Aunque la idea era montar una película, Kesey y su alucinada panda no lograron editar el material rodado. El sonido no estaba sincronizado. Lo proyectaron tal cual en varias de sus fiestas ante un público pasado de LSD. El metraje acabó en un granero de Oregón, en casa del novelista. Los directores Alex Gibney y Alison Ellwood lo han rescatado ahora en Magic trip, documental de hora y media de duración estrenado este verano en Estados Unidos. “Lo busqué como el Santo Grial”, dice Gibney, que reconoce que lo más complicado ha sido encontrar un hilo narrativo coherente. Los problemas con el audio los solucionaron gracias a una serie de entrevistas con los protagonistas que también encontraron en el granero.

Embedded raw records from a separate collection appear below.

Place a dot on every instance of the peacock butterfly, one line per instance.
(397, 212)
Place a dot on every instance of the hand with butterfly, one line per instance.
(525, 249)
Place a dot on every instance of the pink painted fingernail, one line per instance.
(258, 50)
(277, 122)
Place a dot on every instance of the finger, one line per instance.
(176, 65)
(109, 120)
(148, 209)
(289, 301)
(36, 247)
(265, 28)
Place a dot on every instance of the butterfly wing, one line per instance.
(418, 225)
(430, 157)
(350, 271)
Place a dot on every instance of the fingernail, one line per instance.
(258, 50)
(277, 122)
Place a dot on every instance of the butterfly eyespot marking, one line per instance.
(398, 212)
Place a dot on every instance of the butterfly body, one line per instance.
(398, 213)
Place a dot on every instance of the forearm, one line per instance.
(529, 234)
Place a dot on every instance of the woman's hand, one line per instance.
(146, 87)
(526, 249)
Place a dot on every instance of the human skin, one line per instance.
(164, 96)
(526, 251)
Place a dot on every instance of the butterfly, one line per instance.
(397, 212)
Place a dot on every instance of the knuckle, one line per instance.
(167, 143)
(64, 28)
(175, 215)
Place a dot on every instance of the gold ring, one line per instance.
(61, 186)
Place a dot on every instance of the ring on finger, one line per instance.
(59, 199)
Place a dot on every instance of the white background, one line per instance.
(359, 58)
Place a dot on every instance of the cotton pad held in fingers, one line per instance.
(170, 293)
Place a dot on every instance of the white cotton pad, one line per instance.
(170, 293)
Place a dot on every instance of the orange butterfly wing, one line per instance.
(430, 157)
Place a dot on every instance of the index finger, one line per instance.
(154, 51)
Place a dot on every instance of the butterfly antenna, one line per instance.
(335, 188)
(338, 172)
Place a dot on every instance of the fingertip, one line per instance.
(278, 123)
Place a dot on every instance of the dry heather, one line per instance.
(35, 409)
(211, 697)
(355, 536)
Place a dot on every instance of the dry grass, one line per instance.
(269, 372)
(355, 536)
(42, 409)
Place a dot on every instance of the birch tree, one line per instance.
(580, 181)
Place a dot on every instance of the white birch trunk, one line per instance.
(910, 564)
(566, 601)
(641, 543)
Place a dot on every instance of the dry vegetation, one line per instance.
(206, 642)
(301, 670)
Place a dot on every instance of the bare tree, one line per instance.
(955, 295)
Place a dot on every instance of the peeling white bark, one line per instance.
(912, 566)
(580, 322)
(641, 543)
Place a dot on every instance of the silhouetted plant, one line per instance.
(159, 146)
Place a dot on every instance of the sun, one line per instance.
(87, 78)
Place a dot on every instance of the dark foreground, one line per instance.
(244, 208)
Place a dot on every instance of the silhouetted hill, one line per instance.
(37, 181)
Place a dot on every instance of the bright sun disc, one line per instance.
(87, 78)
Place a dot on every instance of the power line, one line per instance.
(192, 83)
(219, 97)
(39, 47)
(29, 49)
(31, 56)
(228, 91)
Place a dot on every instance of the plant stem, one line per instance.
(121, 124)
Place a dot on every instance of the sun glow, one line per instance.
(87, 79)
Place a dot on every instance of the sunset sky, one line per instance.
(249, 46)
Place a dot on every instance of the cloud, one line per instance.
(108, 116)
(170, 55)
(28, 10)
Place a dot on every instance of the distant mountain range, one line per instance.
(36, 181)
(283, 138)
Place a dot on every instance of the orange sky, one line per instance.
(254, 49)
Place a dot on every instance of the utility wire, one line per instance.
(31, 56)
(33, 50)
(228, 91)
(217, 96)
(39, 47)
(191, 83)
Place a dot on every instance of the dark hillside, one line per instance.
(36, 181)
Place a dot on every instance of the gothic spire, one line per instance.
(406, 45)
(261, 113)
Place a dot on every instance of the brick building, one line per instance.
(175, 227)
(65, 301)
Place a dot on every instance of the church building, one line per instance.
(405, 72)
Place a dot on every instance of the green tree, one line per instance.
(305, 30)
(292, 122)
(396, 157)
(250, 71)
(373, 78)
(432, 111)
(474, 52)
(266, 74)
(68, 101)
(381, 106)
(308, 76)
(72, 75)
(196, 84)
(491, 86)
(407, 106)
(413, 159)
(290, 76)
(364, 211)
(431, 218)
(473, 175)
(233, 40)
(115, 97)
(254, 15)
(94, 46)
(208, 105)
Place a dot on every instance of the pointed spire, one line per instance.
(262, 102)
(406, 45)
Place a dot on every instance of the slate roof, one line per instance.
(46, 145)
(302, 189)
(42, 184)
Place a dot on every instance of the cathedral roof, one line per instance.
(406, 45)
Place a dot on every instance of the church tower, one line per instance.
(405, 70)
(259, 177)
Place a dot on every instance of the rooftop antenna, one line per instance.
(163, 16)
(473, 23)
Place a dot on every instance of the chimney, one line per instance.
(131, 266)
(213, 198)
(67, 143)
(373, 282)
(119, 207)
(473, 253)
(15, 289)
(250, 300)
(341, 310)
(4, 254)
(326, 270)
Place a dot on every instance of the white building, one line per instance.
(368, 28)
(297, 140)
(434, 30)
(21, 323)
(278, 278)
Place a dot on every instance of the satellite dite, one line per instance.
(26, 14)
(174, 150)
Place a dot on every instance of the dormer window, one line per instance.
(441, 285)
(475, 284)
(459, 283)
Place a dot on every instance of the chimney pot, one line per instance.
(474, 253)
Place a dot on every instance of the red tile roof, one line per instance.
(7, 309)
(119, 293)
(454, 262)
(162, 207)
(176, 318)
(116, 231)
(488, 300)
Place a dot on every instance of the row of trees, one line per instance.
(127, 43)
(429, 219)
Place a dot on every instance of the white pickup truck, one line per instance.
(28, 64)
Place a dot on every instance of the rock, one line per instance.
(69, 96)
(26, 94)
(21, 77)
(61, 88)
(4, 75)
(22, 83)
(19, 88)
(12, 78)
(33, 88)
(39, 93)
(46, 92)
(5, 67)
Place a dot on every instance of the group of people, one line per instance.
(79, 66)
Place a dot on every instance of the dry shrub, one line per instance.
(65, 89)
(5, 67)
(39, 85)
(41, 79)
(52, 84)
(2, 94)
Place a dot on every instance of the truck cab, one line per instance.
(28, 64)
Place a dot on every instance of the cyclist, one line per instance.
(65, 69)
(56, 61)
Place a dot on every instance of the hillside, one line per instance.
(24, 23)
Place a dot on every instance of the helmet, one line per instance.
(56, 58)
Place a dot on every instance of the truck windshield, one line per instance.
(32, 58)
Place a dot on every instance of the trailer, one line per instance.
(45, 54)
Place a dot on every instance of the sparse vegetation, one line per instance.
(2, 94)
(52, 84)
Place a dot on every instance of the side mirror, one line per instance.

El documental incorpora pequeños incisos. La historia arranca con una presentación de Kesey, un tipo aparentemente normal que se casó con su novia del instituto y competía en lucha libre en la universidad. Tras su éxito como novelista y en medio del shock del asesinato del presidente Kennedy, surgió la idea de cruzar el país en autobús. “Durante un tiempo fue una vía de escape. Luego se convirtió en un callejón sin salida”, dice Gibney.

Entre los compañeros de viaje de Kesey se encontraban desde una joven profesora de Stanford hasta el héroe beatnik Neal Cassady, el alter ego del personaje Dean Moriarty protagonista de la novela En la carretera, de Kerouac. Él se ocupó de conducir y los demás se turnaban para sentarse a su lado y escuchar sus largas peroratas alimentadas de speed. El autobús lo pintaron de colores unas diez veces y lo bautizaron como Further (Más lejos). Las distintas etapas del viaje incluyen desde la accidentada salida -apenas doscientos metros después de arrancar se quedaron sin gasolina- hasta su paso por el sur segregado estadounidense, donde sin darse cuenta acabaron bañándose en un área reservada a la población negra, o su paso por Arizona, donde quedaron encallados en el barro y siguieron el viaje vía LSD, tripeando durante horas.

La policía les paró más de una docena de veces y ellos siempre bajaban con sus cámaras. Les rodaban mientras explicaban que trataban de hacer un documental. Nunca les detuvieron. Nadie en ese momento buscaba drogas, y este grupo al fin y al cabo iban vestidos con los colores de la bandera americana. En Nueva York desfilaron durante horas por las calles antes de arrancar una fiesta con el poeta Ginsberg, que les llevó a la mañana siguiente a la casa de Timothy Leary. Éste nunca quiso recibirlos. Lo suyo era un experimento controlado, no el desfase jovial y alocado de The merry pranksters (Los alegres bromistas), que así se bautizaron los viajeros del autobús.

Magic trip también reconstruye la historia de Kesey con el LSD. Lo probó por primera vez como parte de un experimento para tratar las migrañas en la Universidad de Stanford. “Es muy irónico”, dice Gibney. “Los exámenes que condujo la CIA para probar drogas que podrían usar en los interrogatorios produjeron la explosión de la contracultura de los sesenta”.